Al día siguiente se levantó un altar portátil en la cumbre de ese engañoso Horeb. El capellán de su ejército dijo la misa militar, y según el Tácito, tan cercanos estaban ya en cuerpo y en espíritu invasores e invadidos, que los milicianos paraguayos con sus sombreros adornados de cruces y velas, también la oyeron arrodillados desde la planicie. Creídos de que iban a combatir contra herejes, agrega el Tácito citando al Despertador Teo-Filantrópico, les asombró la grande maravilla de que iban a combatir contra hermanos en religión. Debió agregar, asimismo, que cuando comenzó el tole tole de las cargas de caballería los bultos se esfumaban en un soplo de sus montados. Éstos continuaban avanzando como una exhalación con las sillas vacías, hasta que los bultos reaparecían de golpe sobre ellas con las chuzas de takuara en medio de una grita salvaje rompiendo sus líneas y oídos, arramblando con todo.

Los bultos católicos pelean pues escurriendo el bulto infernal. Los tiros les salen a las tropas invasoras por la culata, como vulgarmente se dice. El jefe invasor comunica entonces a su des-gobierno: V. E. no puede formar una idea bastante clara de lo que ocurre, y que para mí mismo resulta obscuro entre el humo del desastre. Se nos ha asegurado que no encontraría a mi paso ninguna oposición según las miras de V. E.; que por el contrario la mayor parte de la población de esta provincia se iría plegando a nuestros efectivos. Me he encontrado, en cambio, con un pueblo que en un grado de entusiasmo delirante defiende la patria, la religión y lo que hay de más sagrado para ellos. Así es que han trabajado para venir a atacarme de un modo increíble venciendo imposibles, que sólo viéndolos pueden creerse. Pantanos formidables, ríos desbordados, bosques inmensos e impenetrables, los cañones de nuestra artillería: Todo ha sido nada para ellos, pues su entusiasmo, su fervor y su amor por su tierra todo lo ha allanado y vencido. ¡Qué mucho! Si hasta mujeres, niños, viejos y cuantos se dicen hijos del Paraguay, están dispuestos a soportar todos los males, a dar todos sus bienes, su propia vida por la patria.
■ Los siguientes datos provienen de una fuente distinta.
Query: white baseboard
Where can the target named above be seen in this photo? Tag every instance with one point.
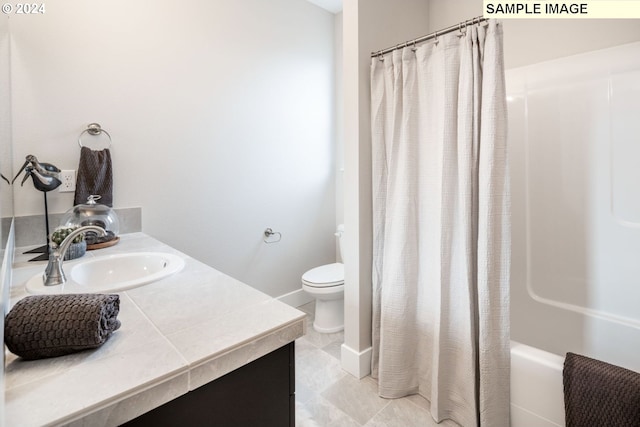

Esto dicho después de dos sangrientas batallas en las que quedó completamente vencido. Los propios legionarios antiparaguayos que acompañan a Belgrano sirviéndole de baqueanos, los Machaín, los Cálcena, los Echevarría, la prole parásita del viejo Espinóla y Peña, los Báez y otros calandracos anexionistas, no saben qué razones dar al engañado-desengañado Belgrano.

No he venido a talar los derechos de esta provincia, declaró mientras los jinetes paraguayos arrastraban a lazo los últimos cañones abandonados en el campo por los invasores. No he venido a invadirles, conciudadanos míos; he venido a auxiliarlos, protestó bajo la bandera blanca de rendición, a orillas del Takuary. Se comprometió abandonar de inmediato el territorio de la provincia y juró por los Evangelios no volver a hacer armas contra ella, lo cual cumplió religiosamente. Hay que decirlo en su honor.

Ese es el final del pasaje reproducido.